Biotechnology and Bioengineering
Volume 106, Issue 1, pages 57–67, 1 May 2010
How to Cite
Amanullah, A., Otero, J. M., Mikola, M., Hsu, A., Zhang, J., Aunins, J., Schreyer, H. B., Hope, J. A. and Russo, A. P. (2010), Novel micro-bioreactor high throughput technology for cell culture process development: Reproducibility and scalability assessment of fed-batch CHO cultures. Biotechnol. Bioeng., 106: 57–67. doi: 10.1002/bit.22664
- Issue published online: 19 MAR 2010
- Article first published online: 13 JAN 2010
- Accepted manuscript online: 13 JAN 2010 12:00AM EST
- Manuscript Accepted: 30 DEC 2009
- Manuscript Revised: 16 DEC 2009
- Manuscript Received: 12 MAY 2009
- fed-batch CHO cultures;
- process reproducibility and scalability
With increasing timeline pressures to get therapeutic and vaccine candidates into the clinic, resource intensive approaches such as the use of shake flasks and bench-top bioreactors may limit the design space for experimentation to yield highly productive processes. The need to conduct large numbers of experiments has resulted in the use of miniaturized high-throughput (HT) technology for process development. One such high-throughput system is the SimCell™ platform, a robotically driven, cell culture bioreactor system developed by BioProcessors Corp. This study describes the use of the SimCell™ micro-bioreactor technology for fed-batch cultivation of a GS-CHO transfectant expressing a model IgG4 monoclonal antibody. Cultivations were conducted in gas-permeable chambers based on a micro-fluidic design, with six micro-bioreactors (MBs) per micro-bioreactor array (MBA). Online, non-invasive measurement of total cell density, pH and dissolved oxygen (DO) was performed.
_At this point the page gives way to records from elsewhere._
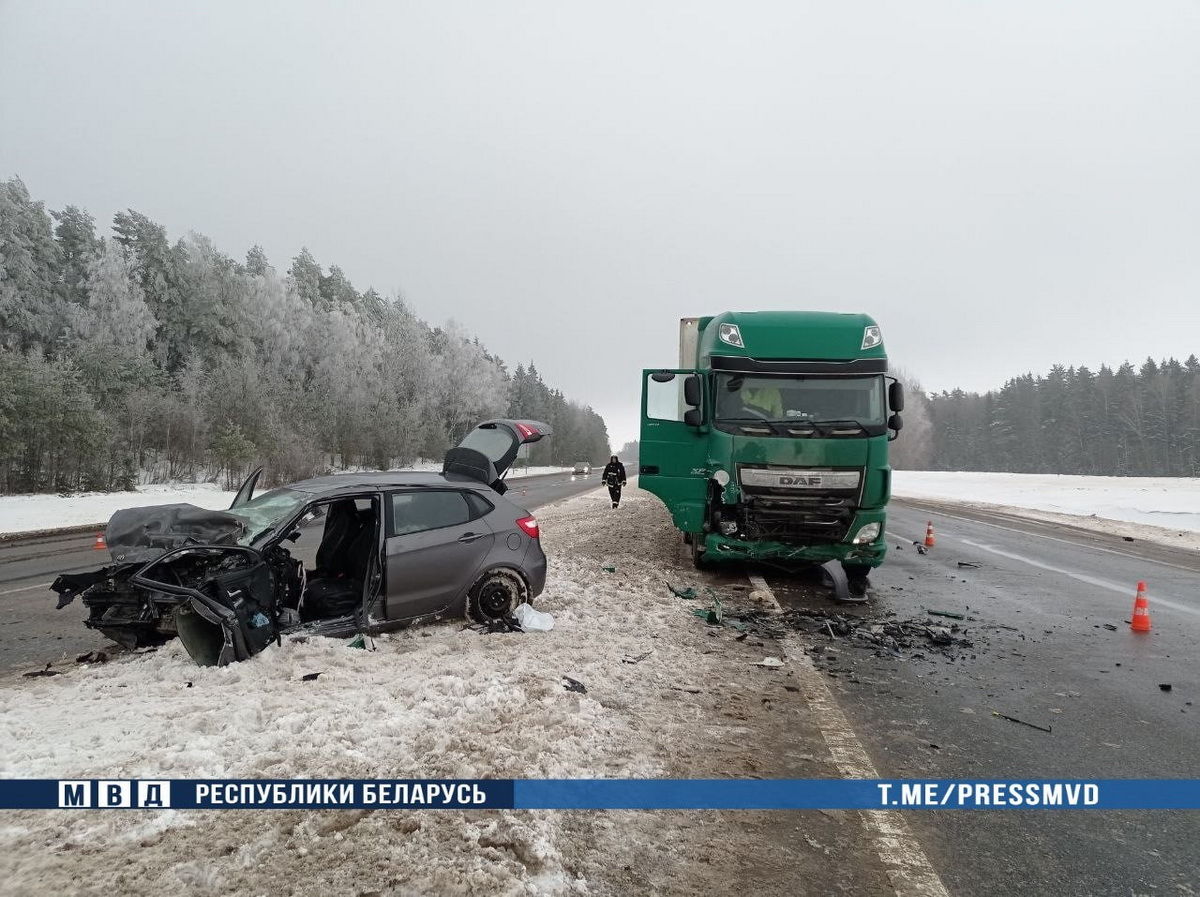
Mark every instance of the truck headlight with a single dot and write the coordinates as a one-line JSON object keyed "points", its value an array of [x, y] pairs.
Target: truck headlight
{"points": [[868, 534]]}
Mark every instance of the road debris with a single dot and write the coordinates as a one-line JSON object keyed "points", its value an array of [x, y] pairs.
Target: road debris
{"points": [[531, 620], [713, 615], [45, 672], [1014, 720], [574, 685]]}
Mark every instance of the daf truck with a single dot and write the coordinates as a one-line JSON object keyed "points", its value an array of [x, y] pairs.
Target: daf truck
{"points": [[769, 441]]}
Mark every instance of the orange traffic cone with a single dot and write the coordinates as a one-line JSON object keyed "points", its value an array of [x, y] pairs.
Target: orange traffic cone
{"points": [[1140, 621]]}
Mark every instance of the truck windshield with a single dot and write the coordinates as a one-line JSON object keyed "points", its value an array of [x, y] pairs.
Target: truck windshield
{"points": [[802, 405]]}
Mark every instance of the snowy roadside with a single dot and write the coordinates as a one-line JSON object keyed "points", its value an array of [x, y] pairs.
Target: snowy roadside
{"points": [[666, 696], [35, 513], [1163, 510]]}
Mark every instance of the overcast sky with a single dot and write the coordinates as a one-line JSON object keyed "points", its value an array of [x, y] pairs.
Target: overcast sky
{"points": [[1003, 186]]}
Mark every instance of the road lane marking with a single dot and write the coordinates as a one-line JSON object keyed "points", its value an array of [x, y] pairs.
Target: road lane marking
{"points": [[909, 870], [25, 588], [1083, 577]]}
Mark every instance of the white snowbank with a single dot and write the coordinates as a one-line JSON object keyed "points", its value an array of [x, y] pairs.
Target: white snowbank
{"points": [[1158, 509], [29, 513]]}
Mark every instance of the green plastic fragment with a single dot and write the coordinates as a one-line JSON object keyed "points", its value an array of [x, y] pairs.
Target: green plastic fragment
{"points": [[711, 615]]}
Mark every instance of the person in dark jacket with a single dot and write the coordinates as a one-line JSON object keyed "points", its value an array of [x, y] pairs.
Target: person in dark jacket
{"points": [[613, 477]]}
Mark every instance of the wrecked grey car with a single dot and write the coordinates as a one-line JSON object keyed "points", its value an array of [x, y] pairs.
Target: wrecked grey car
{"points": [[335, 555]]}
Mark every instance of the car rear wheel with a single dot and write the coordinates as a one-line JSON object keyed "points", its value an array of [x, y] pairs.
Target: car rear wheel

One hundred fourteen parallel MBs (19 MBAs) were employed to examine process reproducibility and scalability at shake flask, 3- and 100-L bioreactor scales. The results of the study demonstrate that the SimCell™ platform operated under fed-batch conditions could support viable cell concentrations up to least 12 × 106 cells/mL. In addition, both intra-MB (MB to MB) as well as intra-MBA (MBA to MBA) culture performance was found to be highly reproducible. The intra-MB and -MBA variability was calculated for each measurement as the coefficient of variation defined as CV (%) = (standard deviation/mean) × 100. The % CV values for most intra-MB and intra-MBA measurements were generally under 10% and the intra-MBA values were slightly lower than those for intra-MB. Cell growth, process parameters, metabolic and protein titer profiles were also compared to those from shake flask, bench-top, and pilot scale bioreactor cultivations and found to be within ±20% of the historical averages. Biotechnol. Bioeng. 2010; 106: 57–67. © 2010 Wiley Periodicals, Inc.